The designs of retro jewellery were influenced by the conditions of the time. Tubogas chains made a dynamic appearance and were used in necklaces, bracelets and belts, often embellished with clip and pin inserts. A typical piece of jewellery of the period was the ludo bracelet. This consisted of stacked rectangular or hexagonal brickwork-style plates, often with small gemstones such as rubies and sapphires, and with a large, impressive decorative clasp.
Due to the war, the flow of gemstones from their mining areas was minimal or absent, and people often resorted to remodeling their existing jewelry and recycling the metal and stones they had in their pre-war reserves. It is at this time that synthetic stones appear widely in jewellery, usually in small sizes, as large natural stones were extremely rare. In contrast, quartz such as citrine and amethysts as well as topazes and aquamarines are found as center stones in very large sizes. Pave’ setting was very much in vogue as it allowed jewellers to fill large surfaces with small stones and thus add brilliance to their jewellery. Enamel made a strong comeback to replace the colours of gemstones that were impossible to use.

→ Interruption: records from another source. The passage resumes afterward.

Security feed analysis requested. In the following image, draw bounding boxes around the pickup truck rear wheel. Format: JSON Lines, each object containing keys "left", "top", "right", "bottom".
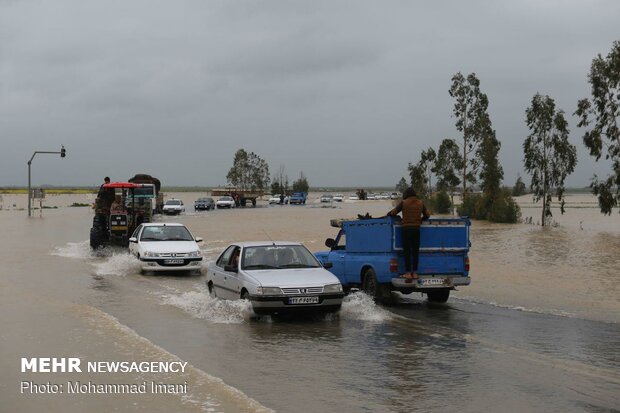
{"left": 362, "top": 268, "right": 394, "bottom": 305}
{"left": 427, "top": 289, "right": 450, "bottom": 303}
{"left": 362, "top": 268, "right": 378, "bottom": 297}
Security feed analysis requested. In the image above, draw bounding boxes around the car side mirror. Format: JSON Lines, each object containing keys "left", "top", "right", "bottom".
{"left": 129, "top": 237, "right": 138, "bottom": 243}
{"left": 325, "top": 238, "right": 336, "bottom": 248}
{"left": 195, "top": 237, "right": 203, "bottom": 243}
{"left": 224, "top": 264, "right": 238, "bottom": 273}
{"left": 323, "top": 262, "right": 333, "bottom": 269}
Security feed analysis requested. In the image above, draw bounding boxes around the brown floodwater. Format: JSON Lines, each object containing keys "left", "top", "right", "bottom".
{"left": 1, "top": 193, "right": 619, "bottom": 412}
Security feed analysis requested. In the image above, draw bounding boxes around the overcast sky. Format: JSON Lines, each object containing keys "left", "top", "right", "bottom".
{"left": 1, "top": 0, "right": 619, "bottom": 188}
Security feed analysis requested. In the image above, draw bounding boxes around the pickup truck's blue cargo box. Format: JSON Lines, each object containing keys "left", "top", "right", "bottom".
{"left": 344, "top": 217, "right": 470, "bottom": 253}
{"left": 316, "top": 215, "right": 472, "bottom": 302}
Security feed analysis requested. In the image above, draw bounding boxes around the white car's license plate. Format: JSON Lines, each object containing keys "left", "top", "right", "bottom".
{"left": 164, "top": 259, "right": 184, "bottom": 264}
{"left": 288, "top": 296, "right": 319, "bottom": 305}
{"left": 420, "top": 278, "right": 447, "bottom": 286}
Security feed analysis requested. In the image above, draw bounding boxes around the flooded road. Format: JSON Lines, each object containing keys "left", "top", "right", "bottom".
{"left": 1, "top": 194, "right": 619, "bottom": 412}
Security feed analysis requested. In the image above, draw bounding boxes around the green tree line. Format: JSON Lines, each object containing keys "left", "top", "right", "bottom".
{"left": 401, "top": 40, "right": 620, "bottom": 224}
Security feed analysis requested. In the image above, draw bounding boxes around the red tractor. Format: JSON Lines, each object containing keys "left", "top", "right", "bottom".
{"left": 90, "top": 182, "right": 155, "bottom": 249}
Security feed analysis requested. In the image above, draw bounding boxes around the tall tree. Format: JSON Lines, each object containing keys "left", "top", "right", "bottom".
{"left": 449, "top": 72, "right": 490, "bottom": 196}
{"left": 271, "top": 165, "right": 289, "bottom": 195}
{"left": 524, "top": 94, "right": 577, "bottom": 226}
{"left": 271, "top": 181, "right": 282, "bottom": 196}
{"left": 408, "top": 162, "right": 428, "bottom": 199}
{"left": 478, "top": 126, "right": 503, "bottom": 199}
{"left": 292, "top": 172, "right": 310, "bottom": 193}
{"left": 408, "top": 148, "right": 436, "bottom": 198}
{"left": 574, "top": 40, "right": 620, "bottom": 214}
{"left": 395, "top": 177, "right": 408, "bottom": 194}
{"left": 420, "top": 148, "right": 436, "bottom": 195}
{"left": 433, "top": 138, "right": 462, "bottom": 195}
{"left": 512, "top": 175, "right": 527, "bottom": 197}
{"left": 226, "top": 149, "right": 270, "bottom": 192}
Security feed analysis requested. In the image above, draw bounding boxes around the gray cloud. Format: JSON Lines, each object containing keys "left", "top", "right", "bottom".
{"left": 1, "top": 0, "right": 619, "bottom": 187}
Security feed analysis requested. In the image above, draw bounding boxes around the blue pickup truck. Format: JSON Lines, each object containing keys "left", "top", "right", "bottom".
{"left": 314, "top": 216, "right": 471, "bottom": 303}
{"left": 289, "top": 192, "right": 308, "bottom": 205}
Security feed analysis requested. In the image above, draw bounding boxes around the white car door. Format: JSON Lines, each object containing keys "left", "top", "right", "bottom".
{"left": 210, "top": 246, "right": 236, "bottom": 299}
{"left": 224, "top": 246, "right": 242, "bottom": 298}
{"left": 129, "top": 225, "right": 143, "bottom": 256}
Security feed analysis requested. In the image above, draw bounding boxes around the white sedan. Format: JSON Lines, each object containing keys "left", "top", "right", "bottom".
{"left": 268, "top": 195, "right": 289, "bottom": 205}
{"left": 206, "top": 242, "right": 344, "bottom": 315}
{"left": 129, "top": 223, "right": 203, "bottom": 273}
{"left": 162, "top": 199, "right": 185, "bottom": 215}
{"left": 216, "top": 196, "right": 236, "bottom": 209}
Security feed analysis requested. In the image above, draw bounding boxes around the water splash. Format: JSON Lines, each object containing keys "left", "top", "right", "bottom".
{"left": 165, "top": 288, "right": 391, "bottom": 324}
{"left": 338, "top": 292, "right": 393, "bottom": 322}
{"left": 93, "top": 253, "right": 143, "bottom": 276}
{"left": 163, "top": 288, "right": 254, "bottom": 324}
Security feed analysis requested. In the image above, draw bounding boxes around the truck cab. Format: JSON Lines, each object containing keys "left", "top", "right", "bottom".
{"left": 129, "top": 184, "right": 157, "bottom": 215}
{"left": 289, "top": 192, "right": 307, "bottom": 205}
{"left": 314, "top": 216, "right": 471, "bottom": 303}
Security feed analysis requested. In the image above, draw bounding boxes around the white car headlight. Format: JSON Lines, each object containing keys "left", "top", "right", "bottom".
{"left": 324, "top": 283, "right": 343, "bottom": 293}
{"left": 188, "top": 251, "right": 202, "bottom": 258}
{"left": 256, "top": 287, "right": 282, "bottom": 295}
{"left": 143, "top": 251, "right": 160, "bottom": 258}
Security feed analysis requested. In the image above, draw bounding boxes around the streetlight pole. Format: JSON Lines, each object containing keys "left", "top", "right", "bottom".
{"left": 27, "top": 145, "right": 66, "bottom": 217}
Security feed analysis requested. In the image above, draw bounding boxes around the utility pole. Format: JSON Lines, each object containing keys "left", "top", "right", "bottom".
{"left": 28, "top": 145, "right": 66, "bottom": 217}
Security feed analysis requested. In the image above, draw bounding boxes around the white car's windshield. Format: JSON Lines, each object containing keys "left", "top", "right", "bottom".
{"left": 241, "top": 245, "right": 321, "bottom": 270}
{"left": 219, "top": 197, "right": 232, "bottom": 202}
{"left": 140, "top": 226, "right": 193, "bottom": 241}
{"left": 165, "top": 200, "right": 181, "bottom": 205}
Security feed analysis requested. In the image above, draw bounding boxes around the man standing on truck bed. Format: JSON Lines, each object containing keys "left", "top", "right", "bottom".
{"left": 387, "top": 187, "right": 430, "bottom": 279}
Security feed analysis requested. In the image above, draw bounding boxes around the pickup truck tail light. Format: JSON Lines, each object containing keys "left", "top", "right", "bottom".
{"left": 465, "top": 257, "right": 470, "bottom": 272}
{"left": 389, "top": 258, "right": 398, "bottom": 273}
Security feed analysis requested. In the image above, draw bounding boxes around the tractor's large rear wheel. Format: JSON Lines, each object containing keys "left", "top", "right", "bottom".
{"left": 90, "top": 227, "right": 106, "bottom": 249}
{"left": 90, "top": 215, "right": 108, "bottom": 249}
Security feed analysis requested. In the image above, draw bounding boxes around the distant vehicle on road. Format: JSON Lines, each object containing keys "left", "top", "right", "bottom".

As on every occasion in the history of jewellery, jewellery has been used to carry symbolism and messages. Patriotism became a central theme of jewelry design. Jewelry with small stones in national colors, pins for good luck and other messages of support were everywhere. Motifs such as soldiers, guns, armored vehicles and airplanes were often seen. A typical motif of the era is birds symbolizing freedom and liberation. Excessive plumage and bright colours were beautifully rendered with enamel and gemstones. Tigers, lions and panthers spring up everywhere, as do horses, dogs and cats, as well as flowers, fruits and vegetables, and there is a return to naturalism.
The movement in jewellery
In the retro era, a new dimension in jewellery is also observed, movement. Branches become flexible, wings from insects acquire a slight vibration and petals from three-dimensional flowers move harmoniously. Charm bracelets, the chain bracelets from which various motifs dangled and enriched over time, adorned women’s wrists.

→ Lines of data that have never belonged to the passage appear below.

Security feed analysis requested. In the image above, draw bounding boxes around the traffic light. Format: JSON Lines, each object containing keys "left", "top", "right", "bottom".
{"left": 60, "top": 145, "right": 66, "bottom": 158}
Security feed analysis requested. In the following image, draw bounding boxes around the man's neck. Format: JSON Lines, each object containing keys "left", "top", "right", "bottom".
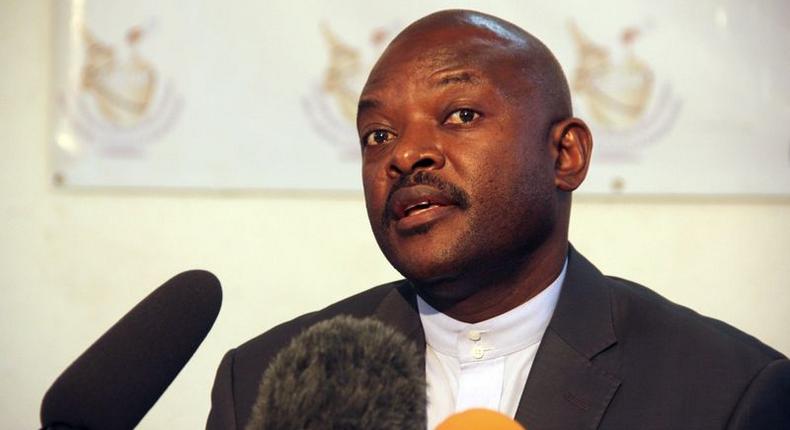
{"left": 414, "top": 240, "right": 568, "bottom": 323}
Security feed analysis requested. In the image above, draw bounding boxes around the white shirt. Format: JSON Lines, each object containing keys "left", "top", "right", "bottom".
{"left": 417, "top": 261, "right": 567, "bottom": 429}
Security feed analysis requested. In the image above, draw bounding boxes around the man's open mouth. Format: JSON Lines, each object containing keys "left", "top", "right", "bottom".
{"left": 390, "top": 185, "right": 456, "bottom": 221}
{"left": 401, "top": 200, "right": 446, "bottom": 218}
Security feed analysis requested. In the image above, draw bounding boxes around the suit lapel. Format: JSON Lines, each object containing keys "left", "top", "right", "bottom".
{"left": 515, "top": 248, "right": 621, "bottom": 429}
{"left": 373, "top": 280, "right": 426, "bottom": 353}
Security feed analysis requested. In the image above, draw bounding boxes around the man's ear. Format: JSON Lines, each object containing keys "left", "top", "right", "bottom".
{"left": 550, "top": 118, "right": 593, "bottom": 192}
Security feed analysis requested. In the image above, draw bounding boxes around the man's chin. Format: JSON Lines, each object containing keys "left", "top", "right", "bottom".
{"left": 376, "top": 219, "right": 475, "bottom": 282}
{"left": 407, "top": 273, "right": 486, "bottom": 311}
{"left": 394, "top": 258, "right": 465, "bottom": 291}
{"left": 390, "top": 259, "right": 458, "bottom": 287}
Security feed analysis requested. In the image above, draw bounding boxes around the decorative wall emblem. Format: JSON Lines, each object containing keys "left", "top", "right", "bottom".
{"left": 569, "top": 22, "right": 681, "bottom": 161}
{"left": 59, "top": 23, "right": 182, "bottom": 156}
{"left": 302, "top": 23, "right": 395, "bottom": 160}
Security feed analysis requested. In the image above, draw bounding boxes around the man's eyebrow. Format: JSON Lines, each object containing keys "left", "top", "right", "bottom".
{"left": 357, "top": 72, "right": 481, "bottom": 115}
{"left": 434, "top": 71, "right": 482, "bottom": 87}
{"left": 357, "top": 98, "right": 380, "bottom": 116}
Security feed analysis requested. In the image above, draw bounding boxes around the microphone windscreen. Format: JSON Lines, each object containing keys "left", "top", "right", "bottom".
{"left": 40, "top": 270, "right": 222, "bottom": 430}
{"left": 245, "top": 315, "right": 426, "bottom": 430}
{"left": 436, "top": 408, "right": 526, "bottom": 430}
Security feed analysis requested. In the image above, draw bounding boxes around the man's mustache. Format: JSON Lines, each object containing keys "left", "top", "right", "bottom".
{"left": 382, "top": 171, "right": 471, "bottom": 227}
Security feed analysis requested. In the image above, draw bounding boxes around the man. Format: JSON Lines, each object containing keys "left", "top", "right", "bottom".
{"left": 208, "top": 10, "right": 789, "bottom": 429}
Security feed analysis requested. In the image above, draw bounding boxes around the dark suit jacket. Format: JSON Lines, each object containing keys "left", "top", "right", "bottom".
{"left": 207, "top": 249, "right": 790, "bottom": 429}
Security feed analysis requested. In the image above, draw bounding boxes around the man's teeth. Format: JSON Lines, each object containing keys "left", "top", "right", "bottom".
{"left": 405, "top": 201, "right": 432, "bottom": 216}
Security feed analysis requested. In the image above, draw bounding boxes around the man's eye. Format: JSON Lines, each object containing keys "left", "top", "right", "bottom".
{"left": 364, "top": 129, "right": 395, "bottom": 146}
{"left": 445, "top": 108, "right": 480, "bottom": 125}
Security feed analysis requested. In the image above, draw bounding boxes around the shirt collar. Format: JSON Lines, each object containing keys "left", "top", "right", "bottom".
{"left": 417, "top": 259, "right": 567, "bottom": 362}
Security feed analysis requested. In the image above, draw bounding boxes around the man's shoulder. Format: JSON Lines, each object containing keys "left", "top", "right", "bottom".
{"left": 564, "top": 249, "right": 783, "bottom": 365}
{"left": 207, "top": 280, "right": 412, "bottom": 428}
{"left": 233, "top": 279, "right": 409, "bottom": 364}
{"left": 584, "top": 275, "right": 790, "bottom": 427}
{"left": 604, "top": 274, "right": 784, "bottom": 364}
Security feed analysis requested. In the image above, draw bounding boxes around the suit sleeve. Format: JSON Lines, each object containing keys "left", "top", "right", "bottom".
{"left": 206, "top": 349, "right": 239, "bottom": 430}
{"left": 726, "top": 358, "right": 790, "bottom": 429}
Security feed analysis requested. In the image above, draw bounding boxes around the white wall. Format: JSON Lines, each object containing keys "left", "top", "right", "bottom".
{"left": 1, "top": 2, "right": 788, "bottom": 429}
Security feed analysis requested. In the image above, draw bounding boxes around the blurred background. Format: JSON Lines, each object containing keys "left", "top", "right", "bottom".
{"left": 1, "top": 1, "right": 788, "bottom": 429}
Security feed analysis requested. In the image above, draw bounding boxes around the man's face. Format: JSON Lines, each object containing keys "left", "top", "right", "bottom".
{"left": 357, "top": 26, "right": 560, "bottom": 290}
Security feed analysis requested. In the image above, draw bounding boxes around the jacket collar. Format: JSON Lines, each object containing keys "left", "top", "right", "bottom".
{"left": 546, "top": 246, "right": 618, "bottom": 360}
{"left": 374, "top": 280, "right": 426, "bottom": 349}
{"left": 515, "top": 247, "right": 621, "bottom": 429}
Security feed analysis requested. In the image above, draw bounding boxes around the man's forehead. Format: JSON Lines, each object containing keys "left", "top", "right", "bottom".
{"left": 363, "top": 37, "right": 519, "bottom": 93}
{"left": 386, "top": 23, "right": 521, "bottom": 64}
{"left": 358, "top": 10, "right": 571, "bottom": 120}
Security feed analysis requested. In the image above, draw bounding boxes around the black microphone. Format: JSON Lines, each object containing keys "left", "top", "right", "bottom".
{"left": 40, "top": 270, "right": 222, "bottom": 430}
{"left": 245, "top": 315, "right": 426, "bottom": 430}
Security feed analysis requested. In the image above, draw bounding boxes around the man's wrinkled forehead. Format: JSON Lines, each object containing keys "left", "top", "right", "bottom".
{"left": 359, "top": 10, "right": 573, "bottom": 127}
{"left": 364, "top": 31, "right": 522, "bottom": 92}
{"left": 390, "top": 21, "right": 524, "bottom": 63}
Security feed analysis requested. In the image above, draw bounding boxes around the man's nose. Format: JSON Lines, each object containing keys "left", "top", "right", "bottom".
{"left": 387, "top": 129, "right": 446, "bottom": 178}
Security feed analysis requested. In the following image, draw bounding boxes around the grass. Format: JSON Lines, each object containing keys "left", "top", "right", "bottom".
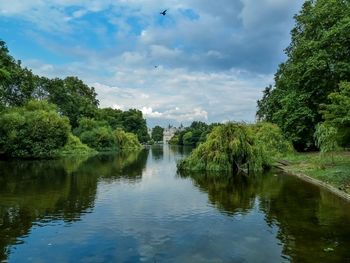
{"left": 281, "top": 151, "right": 350, "bottom": 194}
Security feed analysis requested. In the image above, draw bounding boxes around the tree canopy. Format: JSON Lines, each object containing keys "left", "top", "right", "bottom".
{"left": 151, "top": 126, "right": 164, "bottom": 142}
{"left": 73, "top": 117, "right": 142, "bottom": 152}
{"left": 257, "top": 0, "right": 350, "bottom": 151}
{"left": 0, "top": 100, "right": 71, "bottom": 158}
{"left": 320, "top": 82, "right": 350, "bottom": 147}
{"left": 0, "top": 39, "right": 150, "bottom": 158}
{"left": 169, "top": 121, "right": 220, "bottom": 146}
{"left": 177, "top": 122, "right": 292, "bottom": 173}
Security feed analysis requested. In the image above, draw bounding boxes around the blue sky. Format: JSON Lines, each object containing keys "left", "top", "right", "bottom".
{"left": 0, "top": 0, "right": 303, "bottom": 127}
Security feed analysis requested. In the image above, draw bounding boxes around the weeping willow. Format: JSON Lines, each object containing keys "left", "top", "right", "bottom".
{"left": 177, "top": 122, "right": 292, "bottom": 173}
{"left": 114, "top": 128, "right": 143, "bottom": 150}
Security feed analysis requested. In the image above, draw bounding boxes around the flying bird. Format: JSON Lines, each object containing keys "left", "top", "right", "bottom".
{"left": 154, "top": 65, "right": 158, "bottom": 68}
{"left": 160, "top": 9, "right": 167, "bottom": 16}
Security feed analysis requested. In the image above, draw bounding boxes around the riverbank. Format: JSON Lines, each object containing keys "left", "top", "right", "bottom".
{"left": 277, "top": 152, "right": 350, "bottom": 199}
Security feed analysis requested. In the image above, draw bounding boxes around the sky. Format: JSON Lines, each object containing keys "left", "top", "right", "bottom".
{"left": 0, "top": 0, "right": 304, "bottom": 127}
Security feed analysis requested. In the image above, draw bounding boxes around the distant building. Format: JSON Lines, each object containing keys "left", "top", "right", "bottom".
{"left": 163, "top": 127, "right": 177, "bottom": 144}
{"left": 147, "top": 125, "right": 185, "bottom": 144}
{"left": 147, "top": 128, "right": 152, "bottom": 138}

The larger-than-life aesthetic is at the heart of the fashion in jewelry which became increasingly large and bold as we move into the 1950s. Pompous rings, striking earrings, fancy gold chokers and other types of necklaces, large brooches and chunky bracelets that often hid a watch mechanism within their design, shone boldly on women’s bodies and clothing.
Apart from jewellery, retro is the era of precious accessories. Powder and lipstick cases, lighters and precious minaudières were part of the 1940s fashion, during which we find some of the most inventive and beautiful accessories made from precious materials ever made.